Per cercare un rimedio ai suoi guai e prevenire l'influenza, il 35enne vinchingo, nato a Rotterdam e vissuto da piccolo per almeno un anno anche a Città del Capo, Laos e Nairobi per via del lavoro del padre diplomatico, ha deciso di operarsi alle tonsille. "La cosa che mi limita maggiormente quando sto male - ha rivelato - è non poter assumere le mie solite 10.000 calorie al giorno. Mi devo accontentare della metà".
Andresen non è proprio l 'ultimo arrivato. In carriera ha vinto 15 prove di Coppa del mondo di biathlon, compreso l'oro iridato nella sprint di Holmenkollen nel 2000. Pure quella volta ha rischito di perdere il titolo per non aver chiuso l'otturatore della carabina una volta uscito dall'ultimo poligono. Distrazione perdonata dalla giuria che forse non se l'è sentita di privarlo della gioia della vittoria davanti alla sua gente.
Laureato in economia, esperto di borsa, il premio più bello forse l'ha ricevuto dal Comitato Egebergs Ærespris, che dal 1919 nomina lo sportivo norvegese che si distingue in due o più discipline sportive. E lui se la merita davvero la statuetta di bronzo scolpita da Magnus Vigrestad e assegnata in passato ai colleghi Grete Ingeborg Nykkelmo (1990), Bjoerndalen (2002) e Lars Berger (2006).
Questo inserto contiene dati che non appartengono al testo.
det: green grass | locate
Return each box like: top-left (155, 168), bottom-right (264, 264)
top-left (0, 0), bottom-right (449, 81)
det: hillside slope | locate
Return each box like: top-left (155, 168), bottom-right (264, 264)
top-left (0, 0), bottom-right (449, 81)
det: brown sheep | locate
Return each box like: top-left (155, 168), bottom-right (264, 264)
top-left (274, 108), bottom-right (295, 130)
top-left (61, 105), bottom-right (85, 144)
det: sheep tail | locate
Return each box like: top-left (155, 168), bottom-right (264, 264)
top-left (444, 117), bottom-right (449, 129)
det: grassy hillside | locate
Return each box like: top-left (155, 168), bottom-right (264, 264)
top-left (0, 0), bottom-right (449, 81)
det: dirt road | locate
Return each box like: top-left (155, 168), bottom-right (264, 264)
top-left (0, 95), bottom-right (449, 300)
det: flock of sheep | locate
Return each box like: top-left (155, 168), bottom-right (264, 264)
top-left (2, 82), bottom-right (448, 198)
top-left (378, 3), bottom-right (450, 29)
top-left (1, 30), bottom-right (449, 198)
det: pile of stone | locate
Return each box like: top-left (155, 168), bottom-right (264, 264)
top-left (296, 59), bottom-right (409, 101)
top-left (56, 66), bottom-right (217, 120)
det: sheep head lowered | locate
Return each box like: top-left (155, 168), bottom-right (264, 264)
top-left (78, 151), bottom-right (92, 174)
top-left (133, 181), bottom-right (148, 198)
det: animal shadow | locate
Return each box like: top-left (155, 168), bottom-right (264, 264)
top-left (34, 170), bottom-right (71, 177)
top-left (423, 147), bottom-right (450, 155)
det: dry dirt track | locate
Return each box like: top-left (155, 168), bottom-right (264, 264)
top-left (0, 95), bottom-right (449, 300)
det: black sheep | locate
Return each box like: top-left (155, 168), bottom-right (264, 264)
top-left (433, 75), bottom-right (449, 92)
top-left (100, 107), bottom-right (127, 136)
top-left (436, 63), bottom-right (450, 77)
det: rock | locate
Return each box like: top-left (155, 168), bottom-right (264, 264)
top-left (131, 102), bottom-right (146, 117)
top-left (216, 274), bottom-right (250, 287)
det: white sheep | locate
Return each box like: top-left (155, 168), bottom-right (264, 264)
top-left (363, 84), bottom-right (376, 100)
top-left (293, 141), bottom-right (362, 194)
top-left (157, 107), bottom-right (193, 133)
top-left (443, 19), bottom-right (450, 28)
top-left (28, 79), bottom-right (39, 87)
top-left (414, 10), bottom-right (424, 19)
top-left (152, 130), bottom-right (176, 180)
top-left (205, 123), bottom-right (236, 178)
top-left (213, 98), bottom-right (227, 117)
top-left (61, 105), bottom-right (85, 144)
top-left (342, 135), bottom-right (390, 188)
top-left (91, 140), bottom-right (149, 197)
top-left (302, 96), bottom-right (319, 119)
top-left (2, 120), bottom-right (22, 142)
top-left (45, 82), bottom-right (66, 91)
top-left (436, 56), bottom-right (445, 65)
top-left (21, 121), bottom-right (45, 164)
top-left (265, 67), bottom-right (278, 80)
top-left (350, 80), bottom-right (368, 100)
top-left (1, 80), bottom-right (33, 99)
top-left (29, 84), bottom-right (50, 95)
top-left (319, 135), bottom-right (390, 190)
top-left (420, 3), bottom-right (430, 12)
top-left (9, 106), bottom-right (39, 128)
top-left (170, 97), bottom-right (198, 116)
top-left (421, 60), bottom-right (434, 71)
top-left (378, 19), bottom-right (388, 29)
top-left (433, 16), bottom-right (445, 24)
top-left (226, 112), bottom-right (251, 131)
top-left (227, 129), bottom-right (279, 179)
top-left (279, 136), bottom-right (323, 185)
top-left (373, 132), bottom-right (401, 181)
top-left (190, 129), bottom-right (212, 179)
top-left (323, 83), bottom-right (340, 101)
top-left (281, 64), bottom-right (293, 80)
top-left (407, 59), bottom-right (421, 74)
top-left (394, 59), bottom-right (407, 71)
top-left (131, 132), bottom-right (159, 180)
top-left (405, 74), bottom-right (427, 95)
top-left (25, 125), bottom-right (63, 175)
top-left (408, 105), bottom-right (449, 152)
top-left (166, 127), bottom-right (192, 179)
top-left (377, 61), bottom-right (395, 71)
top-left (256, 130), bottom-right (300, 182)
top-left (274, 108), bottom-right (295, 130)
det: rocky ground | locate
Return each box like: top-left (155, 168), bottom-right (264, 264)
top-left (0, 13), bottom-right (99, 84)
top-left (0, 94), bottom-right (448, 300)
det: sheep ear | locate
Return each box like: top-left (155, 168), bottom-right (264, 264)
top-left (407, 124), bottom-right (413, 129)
Oltre alla collezione completa di medaglie nel biathlon ai Giochi (oro nella staffetta '98, argento e bronzo nelle sprint '98 e '06) e ai Mondiali (oro nella sprint e argento nella staffetta del 2000, bronzo spint e staffetta nel '99), il compagno nella vita di Gunn Margit Andreassen e padre di David, nato il giorno di Natale 2004, si dovrebbe tener conto infatt dell'ottavo posto nella mitica 50 km di Holmenkollen di fondo nel 2008 e il 26esimo posto ai campionati norvegesi di ciclismo.
E se per qualuno le medaglie più autentiche sono cicatrici, indelebili come ricordi di battaglie combattute sul campo, dottor Frode e mister Andresen ne ha tatuate diverse sul corpo: frattura alla clavicola e ossa rotte per cadute in mountan bike e snowboard, figlie di un brutto volo in skateboard che da piccolo gli è costato qualche dente da latte. Altro che raffreddore.